There’s no suggestion such fare will be on offer at 21212, with Kitching insisting he’s decided to “grow up” because he is “tired of being viewed as this lanky Shaggy figure cooking up weird, experimental dishes.”
Certainly his New Town address is as mainstream traditional as it is possible to get and I’m guessing the menu at 21212 will be a tad more conventional as well. However Kitching and his partner, Katie O’Brien couldn’t resist retaining a few element of their unorthodox style.
For instance, they’ve totally foregone the formal suits, shirt and tie look for staff. This I know first hand, because they turned to Holyrood PR client, NKD Clothing to have their staff uniforms designed and supplied.
It was a process which started with the couple turning up with a heavy, canvas artist’s smock they’d sourced over the internet.
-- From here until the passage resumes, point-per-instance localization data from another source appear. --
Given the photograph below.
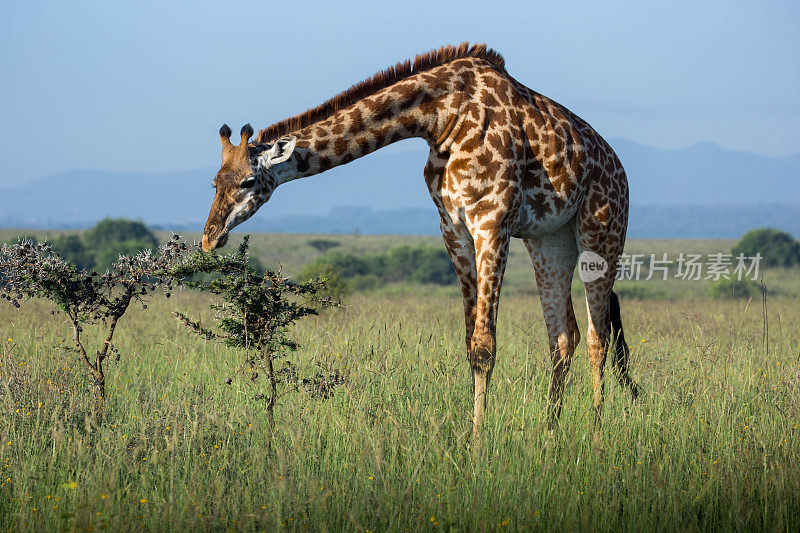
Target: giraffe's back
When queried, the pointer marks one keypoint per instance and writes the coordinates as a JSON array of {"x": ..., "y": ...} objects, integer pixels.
[{"x": 560, "y": 162}]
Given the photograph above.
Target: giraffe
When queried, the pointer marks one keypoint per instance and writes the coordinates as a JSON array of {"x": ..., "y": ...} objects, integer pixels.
[{"x": 504, "y": 162}]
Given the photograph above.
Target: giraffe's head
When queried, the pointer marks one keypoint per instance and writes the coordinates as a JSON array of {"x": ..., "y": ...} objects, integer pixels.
[{"x": 248, "y": 176}]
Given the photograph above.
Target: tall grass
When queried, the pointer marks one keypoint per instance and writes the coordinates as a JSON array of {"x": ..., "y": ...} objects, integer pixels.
[{"x": 713, "y": 444}]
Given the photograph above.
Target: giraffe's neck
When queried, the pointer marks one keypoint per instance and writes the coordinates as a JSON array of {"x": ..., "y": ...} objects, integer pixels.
[{"x": 404, "y": 110}]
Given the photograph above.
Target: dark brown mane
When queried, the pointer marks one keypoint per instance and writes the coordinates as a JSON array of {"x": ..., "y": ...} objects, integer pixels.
[{"x": 382, "y": 79}]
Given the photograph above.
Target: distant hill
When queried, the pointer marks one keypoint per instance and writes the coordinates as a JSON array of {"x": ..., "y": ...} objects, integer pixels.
[{"x": 668, "y": 191}]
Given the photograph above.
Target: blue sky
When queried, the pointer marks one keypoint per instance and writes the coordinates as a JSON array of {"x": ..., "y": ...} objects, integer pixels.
[{"x": 144, "y": 86}]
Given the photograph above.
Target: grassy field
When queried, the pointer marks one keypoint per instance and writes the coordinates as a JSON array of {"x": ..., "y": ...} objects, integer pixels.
[{"x": 713, "y": 444}]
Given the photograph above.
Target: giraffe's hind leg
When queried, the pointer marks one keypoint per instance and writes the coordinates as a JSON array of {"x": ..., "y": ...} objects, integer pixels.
[
  {"x": 554, "y": 257},
  {"x": 601, "y": 229}
]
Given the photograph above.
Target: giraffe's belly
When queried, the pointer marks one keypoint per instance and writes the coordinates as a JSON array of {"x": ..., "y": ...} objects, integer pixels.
[{"x": 542, "y": 212}]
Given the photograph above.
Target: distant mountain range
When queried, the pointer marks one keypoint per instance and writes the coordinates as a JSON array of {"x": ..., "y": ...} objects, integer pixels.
[{"x": 700, "y": 191}]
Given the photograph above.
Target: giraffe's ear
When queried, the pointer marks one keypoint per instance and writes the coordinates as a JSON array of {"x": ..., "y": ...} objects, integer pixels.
[{"x": 281, "y": 150}]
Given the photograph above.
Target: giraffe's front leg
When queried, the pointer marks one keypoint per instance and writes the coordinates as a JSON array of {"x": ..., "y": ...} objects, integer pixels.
[{"x": 491, "y": 253}]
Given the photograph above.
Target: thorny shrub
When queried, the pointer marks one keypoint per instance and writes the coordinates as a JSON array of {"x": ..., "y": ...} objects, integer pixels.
[
  {"x": 255, "y": 314},
  {"x": 29, "y": 270}
]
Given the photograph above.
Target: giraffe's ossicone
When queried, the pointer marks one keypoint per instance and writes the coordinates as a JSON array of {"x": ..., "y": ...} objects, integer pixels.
[{"x": 504, "y": 162}]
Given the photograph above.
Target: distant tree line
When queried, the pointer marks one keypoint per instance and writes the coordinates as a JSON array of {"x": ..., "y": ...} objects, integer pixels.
[
  {"x": 414, "y": 264},
  {"x": 97, "y": 248}
]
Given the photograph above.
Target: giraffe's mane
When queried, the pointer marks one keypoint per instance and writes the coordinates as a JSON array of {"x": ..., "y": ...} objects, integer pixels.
[{"x": 379, "y": 81}]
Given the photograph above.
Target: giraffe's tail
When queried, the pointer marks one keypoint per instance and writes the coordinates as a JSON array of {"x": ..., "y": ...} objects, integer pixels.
[{"x": 621, "y": 354}]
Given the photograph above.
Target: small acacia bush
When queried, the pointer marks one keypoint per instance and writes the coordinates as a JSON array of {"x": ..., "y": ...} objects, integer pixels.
[
  {"x": 734, "y": 288},
  {"x": 31, "y": 270}
]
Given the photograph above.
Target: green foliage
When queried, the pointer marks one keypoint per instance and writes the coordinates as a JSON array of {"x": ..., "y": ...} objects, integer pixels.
[
  {"x": 734, "y": 288},
  {"x": 256, "y": 311},
  {"x": 777, "y": 248},
  {"x": 712, "y": 447},
  {"x": 99, "y": 247},
  {"x": 323, "y": 245},
  {"x": 71, "y": 248},
  {"x": 415, "y": 264}
]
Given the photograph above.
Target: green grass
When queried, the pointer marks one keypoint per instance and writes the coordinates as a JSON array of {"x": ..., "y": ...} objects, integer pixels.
[{"x": 714, "y": 443}]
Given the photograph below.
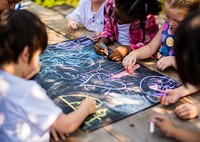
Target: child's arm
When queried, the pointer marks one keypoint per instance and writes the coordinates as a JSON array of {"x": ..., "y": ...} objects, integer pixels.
[
  {"x": 143, "y": 52},
  {"x": 165, "y": 62},
  {"x": 168, "y": 129},
  {"x": 98, "y": 46},
  {"x": 75, "y": 17},
  {"x": 67, "y": 123},
  {"x": 173, "y": 95},
  {"x": 71, "y": 24},
  {"x": 187, "y": 111}
]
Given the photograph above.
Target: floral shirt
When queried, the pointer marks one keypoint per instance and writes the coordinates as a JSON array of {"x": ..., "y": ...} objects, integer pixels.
[
  {"x": 141, "y": 32},
  {"x": 167, "y": 41}
]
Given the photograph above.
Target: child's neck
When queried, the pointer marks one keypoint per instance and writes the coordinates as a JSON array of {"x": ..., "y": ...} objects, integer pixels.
[
  {"x": 12, "y": 69},
  {"x": 96, "y": 5}
]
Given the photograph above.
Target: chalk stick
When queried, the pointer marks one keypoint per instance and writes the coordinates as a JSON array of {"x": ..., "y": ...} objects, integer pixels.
[
  {"x": 151, "y": 127},
  {"x": 102, "y": 45}
]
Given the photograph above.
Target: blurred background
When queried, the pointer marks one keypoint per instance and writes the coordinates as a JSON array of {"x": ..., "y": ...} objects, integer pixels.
[{"x": 51, "y": 3}]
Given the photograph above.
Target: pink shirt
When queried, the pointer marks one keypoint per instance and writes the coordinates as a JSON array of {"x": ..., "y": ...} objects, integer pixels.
[{"x": 141, "y": 32}]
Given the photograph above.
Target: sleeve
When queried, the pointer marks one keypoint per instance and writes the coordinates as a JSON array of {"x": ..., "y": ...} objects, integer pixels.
[
  {"x": 77, "y": 12},
  {"x": 40, "y": 109},
  {"x": 108, "y": 29},
  {"x": 150, "y": 29}
]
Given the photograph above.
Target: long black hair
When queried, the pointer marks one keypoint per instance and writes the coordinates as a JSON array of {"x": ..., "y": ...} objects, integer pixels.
[
  {"x": 20, "y": 29},
  {"x": 187, "y": 49},
  {"x": 139, "y": 9}
]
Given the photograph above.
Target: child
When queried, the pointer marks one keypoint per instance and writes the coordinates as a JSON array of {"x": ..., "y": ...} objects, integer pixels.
[
  {"x": 8, "y": 4},
  {"x": 175, "y": 11},
  {"x": 26, "y": 112},
  {"x": 187, "y": 54},
  {"x": 90, "y": 14},
  {"x": 130, "y": 23}
]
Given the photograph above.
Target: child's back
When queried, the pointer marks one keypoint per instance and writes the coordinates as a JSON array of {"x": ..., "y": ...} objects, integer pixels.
[
  {"x": 26, "y": 112},
  {"x": 89, "y": 13}
]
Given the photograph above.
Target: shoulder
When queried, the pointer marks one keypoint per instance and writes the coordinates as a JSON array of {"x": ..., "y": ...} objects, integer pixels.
[{"x": 84, "y": 2}]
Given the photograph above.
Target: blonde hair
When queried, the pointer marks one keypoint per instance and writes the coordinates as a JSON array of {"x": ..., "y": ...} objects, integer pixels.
[{"x": 191, "y": 5}]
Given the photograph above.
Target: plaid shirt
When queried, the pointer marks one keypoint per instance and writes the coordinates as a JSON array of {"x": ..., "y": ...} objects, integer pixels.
[{"x": 141, "y": 32}]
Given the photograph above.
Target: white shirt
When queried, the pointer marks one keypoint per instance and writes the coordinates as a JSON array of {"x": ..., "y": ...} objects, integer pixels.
[
  {"x": 26, "y": 112},
  {"x": 123, "y": 34},
  {"x": 93, "y": 21}
]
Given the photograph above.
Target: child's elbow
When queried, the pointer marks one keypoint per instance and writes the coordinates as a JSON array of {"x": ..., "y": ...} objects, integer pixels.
[{"x": 70, "y": 128}]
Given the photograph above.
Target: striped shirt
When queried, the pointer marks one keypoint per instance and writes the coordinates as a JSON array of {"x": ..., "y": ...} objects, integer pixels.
[{"x": 141, "y": 32}]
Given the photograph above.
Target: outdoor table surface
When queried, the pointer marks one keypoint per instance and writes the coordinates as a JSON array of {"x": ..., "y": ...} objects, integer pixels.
[{"x": 134, "y": 128}]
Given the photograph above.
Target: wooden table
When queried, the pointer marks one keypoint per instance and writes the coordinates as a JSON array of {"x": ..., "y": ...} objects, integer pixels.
[{"x": 134, "y": 128}]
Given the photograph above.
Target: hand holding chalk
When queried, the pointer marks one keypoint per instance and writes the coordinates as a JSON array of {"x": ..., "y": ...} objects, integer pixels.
[
  {"x": 151, "y": 127},
  {"x": 89, "y": 104},
  {"x": 129, "y": 61},
  {"x": 72, "y": 25},
  {"x": 163, "y": 123},
  {"x": 105, "y": 49}
]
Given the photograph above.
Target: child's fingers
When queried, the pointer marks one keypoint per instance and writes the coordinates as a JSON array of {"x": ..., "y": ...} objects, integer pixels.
[
  {"x": 74, "y": 26},
  {"x": 114, "y": 56},
  {"x": 54, "y": 134},
  {"x": 62, "y": 136},
  {"x": 98, "y": 49}
]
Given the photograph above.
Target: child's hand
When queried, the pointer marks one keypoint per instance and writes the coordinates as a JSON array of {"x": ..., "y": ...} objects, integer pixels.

Like I say, quirky.
Needless to say NKD Clothing refined the concept and came up with a look that is perfect: individual and slightly unusual, yet practical, comfortable and sure to be a hit with the staff who wear them.
So, cue a photoshoot at the restaurant on Thursday – just 24 hours after opening day – with redoubtable Deadline photographer Lorenzo Dalberto on hand to capture the staff in their new finery.
As a result, on Thursday night I found myself reviewing the pictures.
I’ll come clean here, I’m not renowned for my interest in crockery, condiment sets, teacups, sugar bowls or other fripperies – even though I did once own a particularly fine leopard print teapot that would have made Bet Lynch proud.
However, one thing leapt out at me – probably because it seemed painfully quirky – and that was the cow shaped milk jug being used in the photograph by a member of the front of house team (there are no “waiters” in modern restaurants, I’m led to believe).
I’m not saying I went to bed and dreamt of cow shaped milk jugs. But I did wake up wondering where to buy such a thing.
Such is the nature of outlandish coincidences that I only had to open Friday mornings Scottish Daily Express to find out – an article headlined Everything you need for tea on the lawn, which revealed the “witty milk jug” is an Emma Bridgewater design.
This freaky Friday experience could have left me unsettled. However, I was far to gobsmacked by the price tag to really care.
Fifty effing quid? For a milk jug?
Emma Bridgewater has lovely jugs. Unfortunately they’re just out of my reach.